I have a lowerance 522c and love it, it also can a built in vex screen. But if i had to choose i would go with the underwater cameria were its an option. Just eiser to change tactics when you can see the fish you are after and what kind it is.


----------



## fishless (Aug 2, 2005)

A vote for Marcum, Ive had a fl8 and fl18, and now a Marcum lx3 with true color. I think they probably mark fish equally well but the Marcum has the ability to zoom in any wear you want in the water column and thats my favorite feature, because thats the one that catches fish.


----------



## BeekBuster (Jul 22, 2007)

I got the fl-20 might not be what your looking for but it offers the zoom to either 6 or 12 feet and you can distinguish the smaller fish from the bigger ones, huge advantage absoloutly love it. Would not go fishing without one..

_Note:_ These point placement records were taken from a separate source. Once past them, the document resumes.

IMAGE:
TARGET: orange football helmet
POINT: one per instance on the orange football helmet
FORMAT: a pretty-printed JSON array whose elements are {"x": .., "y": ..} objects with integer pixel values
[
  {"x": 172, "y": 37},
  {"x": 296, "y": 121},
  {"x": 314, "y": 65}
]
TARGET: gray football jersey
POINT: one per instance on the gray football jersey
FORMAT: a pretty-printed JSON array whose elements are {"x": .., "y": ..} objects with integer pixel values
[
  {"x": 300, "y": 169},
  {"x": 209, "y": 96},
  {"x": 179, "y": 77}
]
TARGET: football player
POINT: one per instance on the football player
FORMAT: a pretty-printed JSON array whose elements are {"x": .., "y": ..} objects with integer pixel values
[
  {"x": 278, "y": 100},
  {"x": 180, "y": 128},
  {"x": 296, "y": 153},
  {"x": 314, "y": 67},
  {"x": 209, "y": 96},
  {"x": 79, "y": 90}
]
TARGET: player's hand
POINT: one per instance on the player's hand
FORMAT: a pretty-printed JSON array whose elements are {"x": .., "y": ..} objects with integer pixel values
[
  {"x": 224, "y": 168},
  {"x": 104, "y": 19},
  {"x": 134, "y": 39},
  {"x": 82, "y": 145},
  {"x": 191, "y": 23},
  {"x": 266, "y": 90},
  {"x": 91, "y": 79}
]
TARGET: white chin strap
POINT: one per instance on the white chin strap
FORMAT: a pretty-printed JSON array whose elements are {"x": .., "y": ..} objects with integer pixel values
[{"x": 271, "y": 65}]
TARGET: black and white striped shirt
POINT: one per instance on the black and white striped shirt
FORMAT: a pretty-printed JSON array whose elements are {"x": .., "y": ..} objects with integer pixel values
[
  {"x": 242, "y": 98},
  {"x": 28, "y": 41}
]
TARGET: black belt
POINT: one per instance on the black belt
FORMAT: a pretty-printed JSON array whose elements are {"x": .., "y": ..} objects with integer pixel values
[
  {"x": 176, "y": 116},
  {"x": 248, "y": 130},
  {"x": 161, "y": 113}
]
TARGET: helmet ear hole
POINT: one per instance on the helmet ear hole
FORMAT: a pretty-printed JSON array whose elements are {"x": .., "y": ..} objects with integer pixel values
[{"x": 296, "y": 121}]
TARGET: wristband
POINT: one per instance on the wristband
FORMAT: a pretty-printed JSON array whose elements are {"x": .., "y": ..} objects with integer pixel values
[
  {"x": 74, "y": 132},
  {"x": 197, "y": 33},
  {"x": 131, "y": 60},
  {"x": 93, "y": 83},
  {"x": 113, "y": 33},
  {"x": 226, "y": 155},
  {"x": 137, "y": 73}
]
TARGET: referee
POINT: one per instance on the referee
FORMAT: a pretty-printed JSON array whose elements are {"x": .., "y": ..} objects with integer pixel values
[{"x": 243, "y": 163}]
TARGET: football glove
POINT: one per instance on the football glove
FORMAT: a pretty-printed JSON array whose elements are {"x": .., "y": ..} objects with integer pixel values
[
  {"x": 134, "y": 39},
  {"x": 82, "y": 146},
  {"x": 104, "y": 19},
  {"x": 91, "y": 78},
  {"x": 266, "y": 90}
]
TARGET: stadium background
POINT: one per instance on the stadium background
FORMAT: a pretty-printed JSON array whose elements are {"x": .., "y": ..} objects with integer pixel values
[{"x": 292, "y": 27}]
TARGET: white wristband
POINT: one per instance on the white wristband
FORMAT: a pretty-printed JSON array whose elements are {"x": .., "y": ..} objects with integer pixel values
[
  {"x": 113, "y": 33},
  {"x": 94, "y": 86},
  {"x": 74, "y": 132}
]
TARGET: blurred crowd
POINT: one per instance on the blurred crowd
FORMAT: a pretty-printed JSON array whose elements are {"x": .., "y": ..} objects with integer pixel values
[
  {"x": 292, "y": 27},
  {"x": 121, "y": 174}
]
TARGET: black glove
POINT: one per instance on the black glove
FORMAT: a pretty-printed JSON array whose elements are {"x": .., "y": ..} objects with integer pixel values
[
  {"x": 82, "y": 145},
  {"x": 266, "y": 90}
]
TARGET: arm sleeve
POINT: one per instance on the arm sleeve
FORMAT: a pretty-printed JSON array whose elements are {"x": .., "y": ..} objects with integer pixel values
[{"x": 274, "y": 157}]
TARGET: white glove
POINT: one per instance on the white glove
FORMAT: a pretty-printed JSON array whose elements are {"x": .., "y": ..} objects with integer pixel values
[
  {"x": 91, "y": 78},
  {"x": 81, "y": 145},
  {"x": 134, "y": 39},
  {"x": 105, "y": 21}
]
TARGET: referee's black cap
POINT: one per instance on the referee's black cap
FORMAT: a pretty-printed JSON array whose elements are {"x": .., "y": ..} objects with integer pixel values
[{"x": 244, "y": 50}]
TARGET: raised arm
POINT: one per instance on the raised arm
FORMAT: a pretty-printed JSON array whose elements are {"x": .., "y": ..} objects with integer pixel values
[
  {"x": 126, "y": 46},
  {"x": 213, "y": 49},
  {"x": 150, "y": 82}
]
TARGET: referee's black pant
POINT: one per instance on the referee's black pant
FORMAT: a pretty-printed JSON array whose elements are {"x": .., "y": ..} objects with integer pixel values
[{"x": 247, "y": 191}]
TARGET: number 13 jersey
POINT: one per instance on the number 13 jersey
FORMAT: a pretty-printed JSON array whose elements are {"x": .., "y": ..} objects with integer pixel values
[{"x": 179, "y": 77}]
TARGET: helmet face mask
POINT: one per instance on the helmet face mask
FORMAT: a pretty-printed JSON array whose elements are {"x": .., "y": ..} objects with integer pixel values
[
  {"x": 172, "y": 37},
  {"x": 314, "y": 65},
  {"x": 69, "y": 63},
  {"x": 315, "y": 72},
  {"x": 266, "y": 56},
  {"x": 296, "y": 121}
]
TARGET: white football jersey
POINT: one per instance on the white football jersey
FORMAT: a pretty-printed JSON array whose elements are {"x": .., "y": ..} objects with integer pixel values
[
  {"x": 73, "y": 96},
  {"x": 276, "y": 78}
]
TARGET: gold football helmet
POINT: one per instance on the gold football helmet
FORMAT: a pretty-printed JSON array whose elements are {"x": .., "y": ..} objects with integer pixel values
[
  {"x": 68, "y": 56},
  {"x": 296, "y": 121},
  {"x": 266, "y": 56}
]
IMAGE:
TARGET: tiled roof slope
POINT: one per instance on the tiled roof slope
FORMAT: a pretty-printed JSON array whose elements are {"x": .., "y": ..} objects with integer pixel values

> the ability to zoom in any wear you want in the water column and thats my favorite feature, because thats the one that catches fish.


 :beer:


----------



## goosehunter20 (Oct 19, 2006)

I agree Vexilar is the only way to go when it comes to ice fishing


----------



## kato2fargo (Jul 27, 2007)

I Picked up some of the new #3 chubby darters. I Haven't caught any fish on them, yet. I have only been out 3 times this year and each time it was like i was fishing in a dead sea. I've only marked about 5 fish so far this year... yea im having a great start. now that the semester is over for school i am going to be hitting the lakes hard. That will give the little #3's a chance to prove themselves.

IMO the action of the bigger chubby darter is amazing and the 3's are the same. Any of the three Luminescent Dace colors(Blue Orage and grey) all look deadly. The copper gold(red) also looks like it could do some damage.


----------



## njsimonson (Sep 24, 2002)

> it was like i was fishing in a dead sea. I've only marked about 5 fish so far this year


The key is to stop fishing Casselton Reservoir, LOL.

I have both an LX5 and an FL20, having just started using the LX5. It is a very good unit, and the only real complaints I have result from being tethered to my Vexilar for the last 8 seasons.

I guess I don't like not having a float in the hole to keep the transducer suspended with the LX5, and prevent extreme fish wraps. But there's other ways around that. I like the adjustable zoom of the LX5 as well, especially if I am going to fish suspended fish like crappie. The 6-12 foot bottom zoom on the FL20 doesn't cut it for suspended fish over deeper waters. The learning curve on the LX5 was very short, and I felt I had an understanding of it within a couple of hours on the ice.

The LX5 true-color display is nice, very crisp and clean. I am used to the blur/flicker of the Vexilar, and have gotten used to detecting subtle changes to be fish on the Vex. It is different on the Marcum, and I will take some time to fine-tune that skill.

Perhaps the best bonus to the LX5 is the dual cone transducer that is built in. If you fish a breakline, this will help eliminate a lot of the "grey area' under the cone and show you fish that are near your lure, when sporting the narrow beam option. It is cool that it is built right in.

So as for now, I like both. They are both quality units, and I will work with both this winter and give you final thoughts next spring. Until then, get SOMETHING to use as an ice sonar, because if you're fishing without one, you might as well stay HOME.


----------



## kato2fargo (Jul 27, 2007)

Cassleton is to far of a drive. LOL :beer:


----------



## northdakotakid (May 12, 2004)

I just bought the x67c and I tell you I am so happy with it that I have to brag... it has all the options as far as a flasher goes as the fl18 for zooming.. plus the graph speed makes the graph view a whole new video game to try... it shows the screen nistory for about 10 seconds so it also helps you identify patterns that get strikes...

that being said, with any new tool there is some learning to be done on it...


----------